ELSTs are papillary adenocarcinomas of low histologic grade. In the past, they have been confused with middle ear carcinomas and ceruminous gland tumors. Initial difficulties in the differentiation of ELSTs from choroid plexus papilloma were aided by the recognition of transthyretin as a site-specific marker for choroid plexus epithelium [6, 24]. Many antigens are expressed by ELST and are detectable with immunohistochemical analysis. ELST typically stains positive for cytokeratins, epithelial membrane antigen (EMA), vimentin, and periodic acid-Schiff, while detection of S100 protein and/or neural-related antigens such as synaptophysin and glial fibrillar acid protein (GFAP) is variable. ELST does not show reactivity for calponin and calretinin [3, 5] (Table 1). The tumors must be distinguished histologically from metastatic clear cell carcinoma of renal origin, which is also highly vascular but shows nuclear atypia and is more commonly tubular than papillary. Thyroid-like areas in ELSTs can also suggest metastatic follicular thyroid carcinoma. In the latter, thyroglobulin stains will be negative and clear cell papillary areas are not seen [5].

Table 1

Immunohistochemical staining profile of ELST.

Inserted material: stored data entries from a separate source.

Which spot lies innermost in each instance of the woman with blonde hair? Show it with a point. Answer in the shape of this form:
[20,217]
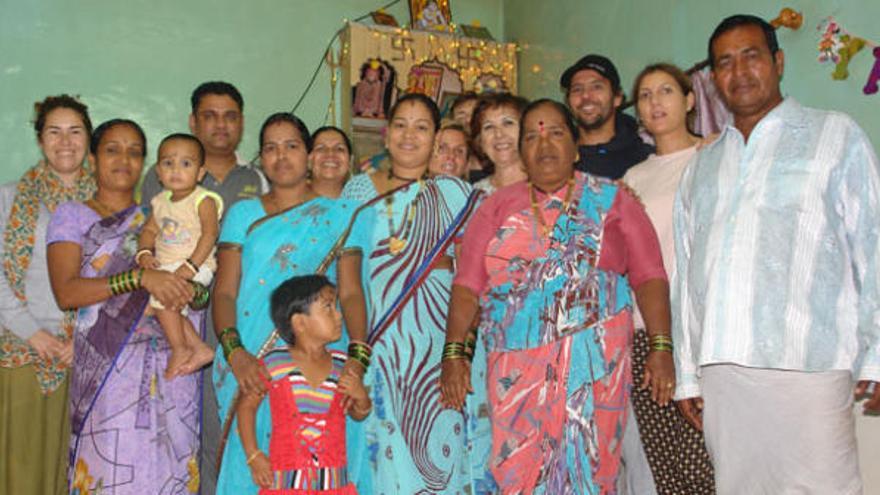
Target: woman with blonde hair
[665,106]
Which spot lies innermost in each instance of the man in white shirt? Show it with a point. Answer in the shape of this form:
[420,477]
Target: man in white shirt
[776,302]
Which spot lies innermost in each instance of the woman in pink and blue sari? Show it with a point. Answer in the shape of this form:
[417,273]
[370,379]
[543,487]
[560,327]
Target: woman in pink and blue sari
[550,263]
[132,430]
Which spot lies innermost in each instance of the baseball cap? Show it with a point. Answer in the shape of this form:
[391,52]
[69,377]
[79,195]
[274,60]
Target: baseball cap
[594,62]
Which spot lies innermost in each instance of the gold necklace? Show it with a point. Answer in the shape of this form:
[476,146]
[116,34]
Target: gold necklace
[537,212]
[103,210]
[396,244]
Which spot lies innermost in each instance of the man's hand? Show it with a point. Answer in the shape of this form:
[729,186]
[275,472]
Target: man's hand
[871,391]
[692,410]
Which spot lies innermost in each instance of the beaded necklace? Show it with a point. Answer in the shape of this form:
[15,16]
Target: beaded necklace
[539,217]
[396,244]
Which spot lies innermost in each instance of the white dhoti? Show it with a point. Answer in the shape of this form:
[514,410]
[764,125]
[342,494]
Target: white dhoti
[778,432]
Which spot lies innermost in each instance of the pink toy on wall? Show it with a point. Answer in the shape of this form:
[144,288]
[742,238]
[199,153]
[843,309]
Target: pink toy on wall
[874,76]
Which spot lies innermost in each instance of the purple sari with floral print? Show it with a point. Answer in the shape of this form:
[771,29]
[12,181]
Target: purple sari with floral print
[132,431]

Immunohistochemical staining profile of ELST
Cytokeratins (types 5, 6, 8, 17, and 19)	+
Epithelial membrane antigen (EMA)	+
Vimentin	+
Periodic acid-Schiff	+
S100 protein	+/−
Glial fibrillar acid protein (GFAP)	+/−
Chromogranin A	+/−
Synaptophysin	+/−
Neuron specific enolase (NSE)	+/−
Thyroglobulin	−
Calponin	−
Transthyretin	−
Calretinin	−

In this case report the positivity for chromogranin A is a rare but interesting remark. The reactivity of the epithelial cells with antibodies against neuron specific enolase, chromogranin, and somatostatin, respectively, demonstrates a paracrine activity of the endolymphatic sac [25]. In 1995 Bold et al. postulate that temporal bone adenomas have neuroendocrine characteristics, are positive for neuroectodermal markers (including chromogranin), and could be derived from the specialized neuroectoderm of the neural crest [26]. Recently, Duderstadt et al. confirm the importance of immunohistochemistry but reveal that a differentiation between the benign middle ear adenoma and aggressive papillary tumour is very hard [27].

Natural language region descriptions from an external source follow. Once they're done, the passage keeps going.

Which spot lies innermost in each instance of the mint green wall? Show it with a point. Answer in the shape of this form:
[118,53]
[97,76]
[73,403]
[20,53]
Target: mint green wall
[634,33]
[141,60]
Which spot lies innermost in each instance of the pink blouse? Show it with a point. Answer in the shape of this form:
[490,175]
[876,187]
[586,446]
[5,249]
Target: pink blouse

The differential diagnosis of ELSTs includes other deep temporal bone lesions. Jugular glomus and jugulotympanic paragangliomas involve the jugular foramen and then the middle ear rather than retrolabyrinthine temporal bone. Irregular bone destruction by paragangliomas is similar to ELSTs, as are flow voids, marked enhancement, and a predominant external carotid artery supply. Bone spicules in the tumor matrix and high-signal hemorrhagic foci in paragangliomas are unusual. Hypervascular metastases such as renal cell or papillary thyroid carcinoma may also produce a destructive deep temporal bone lesion. They lack internal hemorrhagic foci on MRI examination. Schwannomas of the jugular foramen are well defined and centered in the jugular foramen, not in a retrolabyrinthine location. In the case of petrous apex granuloma, high signal is present on unenhanced T1-weighted MRI examination, but petrous apex granuloma is distinguished from ELSTs by its characteristic location [28].

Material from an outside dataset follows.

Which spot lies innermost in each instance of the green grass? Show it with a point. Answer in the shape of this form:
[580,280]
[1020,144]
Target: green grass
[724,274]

Concerning treatment, radical surgical local excision remains the mainstay of current therapy. In our case the timeliness of surgical treatment with a canal-down tympanoplasty allowed a complete removal of the lesion with a good long-term follow-up. The surgery may sometimes necessitate sacrifice of cranial nerves, and sometimes total resection of the advanced tumors may be impossible due to the anatomic complexity [6, 29], so postoperative radiotherapy was suggested as adjuvant therapy in most cases. In addition, radiotherapy may also be suitable as a salvage treatment in recurrent ELSTs [18, 30]. In our case, the complete removal of the tumor was possible because of the small size of the mass that did not need preoperative embolization. Other treatment options such as gamma or cyber-knife need to be evaluated on larger series [21].

The ELST shows quite a large variation in tumor extension (grade), hearing level, and comorbidity. Consequently, in our opinion, treatment must be individualized. Although surgery might be attractive as the first treatment option, radiotherapy and wait-and-scan are an alternative especially when hearing is still intact.